J’étais beau dirait-on, doté d’un sourire capable de faire fondre un iceberg avec en surplus une capacité intellectuelle très au-dessus de la moyenne. Ma mère le disait à qui voulait l’entendre que ce serait sa porte de sortie dans la vie. Le plus brillant j’étais le plus brillant je suis resté. Je faisais toujours de mon mieux pour exceller dans tout ce que j’entreprenais. J’étais une touche à tout. J’ai intégré les scouts, ce mouvement auquel je dois mon dynamisme. Là j’ai également rencontré des jeunes ayant des objectifs similaires aux miens provenant pour certains comme moi de famille modeste. On a vite compris qu’on n’a pas droit à l’erreur et qu’on devait jeter les dés coûte que coûte aux bons endroits. 

Le temps des vacances j’allais de moins en moins visiter ma famille, car ma tante m’avait fait inscrire un été à des activités professionnelles au centre municipal qui étaient coiffées par un ancien collègue de son mari à la gendarmerie. De toutes les options q disponibles j’ai opté pour la plomberie, j’ai aimé le principe et vite j’ai brillé dans cette voie. De temps en temps j’ai eu l’occasion de gagner un peu d’argent grâce à ce métier alors que j’étais encore en terminale 1 et que je devais passer le bacc. Je pensais déjà à l’avenir, je me renseignais sur les possibilités d’entamer mes études universitaires. Je profitais un été du passage de mes cousins chez leur mère pour avoir toutes les réponses aux questions qui me taraudaient concernant la vie à Port-au-Prince. 

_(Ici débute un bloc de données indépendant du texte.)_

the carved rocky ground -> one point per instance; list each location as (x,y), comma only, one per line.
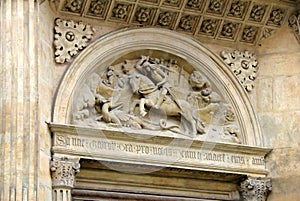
(221,21)
(156,95)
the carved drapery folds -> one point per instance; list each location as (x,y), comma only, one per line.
(69,38)
(63,172)
(294,23)
(156,95)
(255,189)
(244,65)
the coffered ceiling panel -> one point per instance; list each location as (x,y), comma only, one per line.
(229,21)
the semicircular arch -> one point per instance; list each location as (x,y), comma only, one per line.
(113,45)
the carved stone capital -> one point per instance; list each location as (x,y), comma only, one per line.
(64,171)
(244,66)
(294,23)
(69,38)
(255,189)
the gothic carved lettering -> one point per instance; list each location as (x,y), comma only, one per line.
(244,65)
(70,38)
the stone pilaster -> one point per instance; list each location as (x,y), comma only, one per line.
(19,112)
(63,177)
(255,189)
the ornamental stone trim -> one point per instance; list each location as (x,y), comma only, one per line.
(294,23)
(70,38)
(255,189)
(244,66)
(229,19)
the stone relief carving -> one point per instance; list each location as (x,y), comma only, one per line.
(165,18)
(70,38)
(255,189)
(244,66)
(249,34)
(257,12)
(238,9)
(216,6)
(121,11)
(63,172)
(294,23)
(154,95)
(229,30)
(73,5)
(173,14)
(209,27)
(277,16)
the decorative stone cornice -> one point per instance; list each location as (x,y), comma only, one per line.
(64,171)
(69,38)
(244,66)
(255,189)
(218,21)
(294,23)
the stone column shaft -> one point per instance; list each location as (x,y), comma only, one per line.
(63,177)
(19,119)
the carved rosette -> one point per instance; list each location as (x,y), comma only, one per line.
(294,23)
(63,172)
(244,66)
(255,189)
(69,38)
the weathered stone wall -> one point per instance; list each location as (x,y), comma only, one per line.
(47,88)
(29,81)
(278,108)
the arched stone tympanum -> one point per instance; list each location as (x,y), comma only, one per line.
(128,43)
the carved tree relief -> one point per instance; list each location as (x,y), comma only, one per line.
(153,94)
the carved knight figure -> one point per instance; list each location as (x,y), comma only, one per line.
(156,95)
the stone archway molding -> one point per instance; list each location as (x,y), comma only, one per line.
(124,41)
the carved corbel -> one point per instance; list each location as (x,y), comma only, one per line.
(243,65)
(255,189)
(294,23)
(63,177)
(69,38)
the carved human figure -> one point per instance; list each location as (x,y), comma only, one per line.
(152,71)
(111,98)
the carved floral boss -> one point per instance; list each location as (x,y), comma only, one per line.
(69,38)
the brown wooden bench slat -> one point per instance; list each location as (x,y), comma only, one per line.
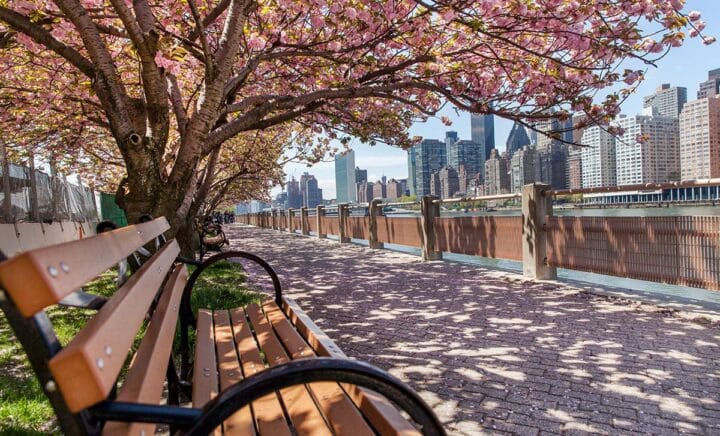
(304,414)
(240,422)
(340,411)
(383,416)
(86,370)
(40,278)
(146,375)
(205,377)
(268,412)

Je pouvais lire la fierté sur le visage de mes parents quand j’ai une fois filé à mon père un billet de cinq-cents gourdes et à mon tour j’étais satisfait.

 Une fois mes études secondaires terminées, je suis rentré à Port-au-Prince comme prévu à la conquête de mes rêves universitaires. A ce moment j’ai eu réellement à dire  » BONJOUR la vie ». Je savais que tout pouvait m’être acquis au prix de nombreux sacrifices mais j’ignorais encore si cette ville était aussi piégée. Les obstacles sur ma route s’emboitaient comme un château de cartes. J’habitais le bicentenaire dès mon arrivée, déjà il m’a fallu une adaptation à tout ce tohu-bohu inhabituel. Très tôt le matin mon réveil se faisait par le klaxon des camions qui transportaient les « madan sara » à la croix des bossales. Plus tard je prenais cette perturbation du bon côté en faisant d’elle mon horloge matinal car en ces instants il était 4 ou 5h du matin et je devais me préparer pour les cours. 

La vie était à présent devant moi tel un kaléidoscope me présentant tous ces tournants. Plus de mère, de sœurs, de tantes, pour me préparer le petit déjeuner, encore moins me laver les linges sales, tout dépendait de moi. Dans ce quartier populaire dans lequel j’habitais, j’étais qu’un inconnu, on avait vite deviner ma provenance par mon accent capois ce qui me conférait par la suite l’appellation de « ti okap ».Mon cercle d’amis se limitait à peu de gens car vite j’ai constaté qu’à Port-au –Prince c’était la loi de tous les chemins mènent à Rome et certains de ces chemins m’étaient donc interdits selon l’éducation que j’ai reçue.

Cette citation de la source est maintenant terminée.